Fauda (Chaos, Hebrew/Arab; 2015-2019)
(Miniseries S1-3)

Is it not ironic that the Western nations want to police the whole world but failed miserably at finding peace at the heart of the Judeo-Christian stronghold. It seems that the brothers of the Book perform poorly when it comes to showing brotherly love. Also funny that a place that four great religions of the world look up to as their holy land cannot be protected by their Protector. A land hardly larger than 30,000 square kilometres, but this piece of land had not seen peace since time immemorial. 

The feud has lasted so long that nobody can remember who drew first blood. Both parties, the Palestinians and the Israelis, claim legitimate historical rights on that piece of land. Looks like all that talk of the religion of peace, the religion of love and the religion of compassion is mere rhetoric. The reference to 'brotherhood' is only offered to the brethren of the same faith, not of the whole of mankind.

I am sure God must be in a quandary. It is like the old Indian saying or maybe an old movie dialogue. It is akin to asking a mother which child she wants to support; she would say, "you are asking me whether I love my right eye more than the left eye. I love them both." Probably that is why there are no permanent solutions here. Let both brothers fight it out till both exhausts each other. The trouble is that their course has sympathisers from people elsewhere. Everybody else is drawn into the bottomless wormhole. 
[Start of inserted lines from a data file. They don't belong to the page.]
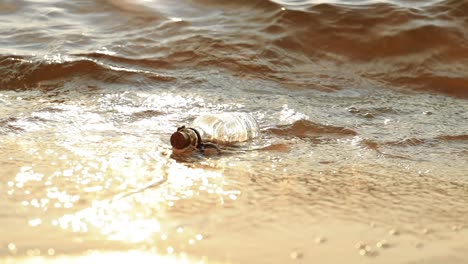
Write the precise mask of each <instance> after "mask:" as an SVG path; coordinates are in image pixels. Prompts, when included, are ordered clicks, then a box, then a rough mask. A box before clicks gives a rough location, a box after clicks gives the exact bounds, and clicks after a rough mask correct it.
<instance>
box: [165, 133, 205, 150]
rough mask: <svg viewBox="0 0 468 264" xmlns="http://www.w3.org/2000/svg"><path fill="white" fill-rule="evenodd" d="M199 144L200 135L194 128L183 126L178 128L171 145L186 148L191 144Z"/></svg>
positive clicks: (171, 137) (182, 147) (196, 144)
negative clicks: (198, 138) (187, 127)
mask: <svg viewBox="0 0 468 264" xmlns="http://www.w3.org/2000/svg"><path fill="white" fill-rule="evenodd" d="M197 144H198V136H197V134H196V132H195V131H194V130H193V129H190V128H182V129H178V130H177V132H174V133H173V134H172V136H171V145H172V147H173V148H174V149H178V150H181V149H185V148H188V147H190V146H194V147H196V146H197Z"/></svg>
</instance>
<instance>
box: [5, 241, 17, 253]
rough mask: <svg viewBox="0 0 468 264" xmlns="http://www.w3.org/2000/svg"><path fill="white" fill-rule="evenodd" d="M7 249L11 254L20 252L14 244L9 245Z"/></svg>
mask: <svg viewBox="0 0 468 264" xmlns="http://www.w3.org/2000/svg"><path fill="white" fill-rule="evenodd" d="M7 247H8V250H9V251H10V253H11V254H16V253H17V252H18V248H17V247H16V245H15V244H14V243H9V244H8V246H7Z"/></svg>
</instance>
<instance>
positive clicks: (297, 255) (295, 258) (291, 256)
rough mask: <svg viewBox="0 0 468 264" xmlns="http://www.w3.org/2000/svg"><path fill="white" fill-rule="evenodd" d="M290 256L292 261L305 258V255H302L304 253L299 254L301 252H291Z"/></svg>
mask: <svg viewBox="0 0 468 264" xmlns="http://www.w3.org/2000/svg"><path fill="white" fill-rule="evenodd" d="M289 256H290V257H291V258H292V259H301V258H302V257H303V254H302V252H299V251H293V252H291V254H290V255H289Z"/></svg>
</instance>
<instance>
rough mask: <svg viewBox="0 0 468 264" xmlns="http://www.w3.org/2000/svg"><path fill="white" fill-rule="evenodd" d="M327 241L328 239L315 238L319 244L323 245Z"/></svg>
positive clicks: (323, 238) (320, 237) (319, 237)
mask: <svg viewBox="0 0 468 264" xmlns="http://www.w3.org/2000/svg"><path fill="white" fill-rule="evenodd" d="M326 241H327V239H326V238H325V237H321V236H318V237H316V238H315V243H317V244H322V243H325V242H326Z"/></svg>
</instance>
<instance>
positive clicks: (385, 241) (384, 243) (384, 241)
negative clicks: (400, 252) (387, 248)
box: [375, 239, 390, 248]
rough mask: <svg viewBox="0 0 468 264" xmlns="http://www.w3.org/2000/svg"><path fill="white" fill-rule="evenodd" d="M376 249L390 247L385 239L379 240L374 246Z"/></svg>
mask: <svg viewBox="0 0 468 264" xmlns="http://www.w3.org/2000/svg"><path fill="white" fill-rule="evenodd" d="M375 245H376V246H377V247H378V248H388V247H389V246H390V245H389V244H388V242H387V241H386V240H385V239H382V240H380V241H379V242H377V243H376V244H375Z"/></svg>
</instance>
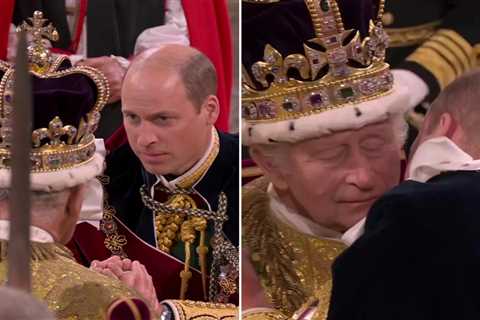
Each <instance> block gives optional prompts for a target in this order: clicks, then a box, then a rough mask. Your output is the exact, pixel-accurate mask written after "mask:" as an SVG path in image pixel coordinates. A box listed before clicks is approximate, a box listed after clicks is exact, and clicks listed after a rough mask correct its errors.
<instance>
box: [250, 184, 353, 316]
mask: <svg viewBox="0 0 480 320" xmlns="http://www.w3.org/2000/svg"><path fill="white" fill-rule="evenodd" d="M267 186H268V181H266V180H265V178H259V179H256V180H254V181H252V182H250V183H249V184H247V185H246V186H245V187H244V188H243V193H242V203H243V206H242V208H243V209H242V210H243V212H242V214H243V231H242V232H243V241H244V245H245V246H246V247H247V248H248V249H249V250H250V255H251V256H250V260H251V262H252V264H253V266H254V268H255V270H256V271H257V273H258V275H259V278H260V281H261V284H262V286H263V288H264V290H265V294H266V296H267V299H268V300H269V302H270V303H271V305H272V306H273V307H274V308H275V309H277V310H279V311H280V312H282V313H283V315H285V316H288V317H290V316H292V315H293V314H294V313H295V312H296V311H298V310H299V308H300V307H302V305H304V304H306V303H307V302H308V301H309V300H311V299H312V298H317V299H318V301H319V305H318V307H317V310H316V313H315V318H316V319H325V318H326V315H327V311H328V305H329V300H330V292H331V285H332V282H331V281H332V275H331V270H330V268H331V265H332V263H333V261H334V260H335V258H336V257H337V256H338V255H339V254H340V253H341V252H342V251H343V250H344V249H345V248H346V245H345V244H343V243H342V242H340V241H336V240H331V239H322V238H318V237H314V236H310V235H306V234H304V233H301V232H299V231H297V230H295V229H293V228H291V227H290V226H289V225H287V224H285V223H283V222H281V221H279V220H278V219H277V218H275V217H274V216H273V215H272V213H271V210H270V199H269V195H268V194H267Z"/></svg>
This miniseries shows, from an Israeli viewpoint, is about a group from an Israeli counter-terrorism unit in the Israeli Defence Force. They are often referred to as Mista'arvim, meaning living amongst Arabs. They speak Arabic and assimilate into the local population to collect intelligence on the latest Palestinian terrorist activities. In the series, we find a power struggle between the Palestinian Authority (PA), Hamas and the newbie around town, ISIS. It looks like PA wants to maintain law and order, but everyone else has their idea of which brand of Islam should prevail on their land. They want more possession of land, which they assert was theirs anyway, to start with. To die for such a course is divine; they have been indoctrinated and have the rest of Palestine (and the world) follow suit.

This is, of course, the Israeli perspective of things. The Palestinians should rebut with their own version of the ground situation, but then, there will be confusion on which version is acceptable. Each faction of society would insist theirs is correct and proclaim their claim is a pursuit worth dying for.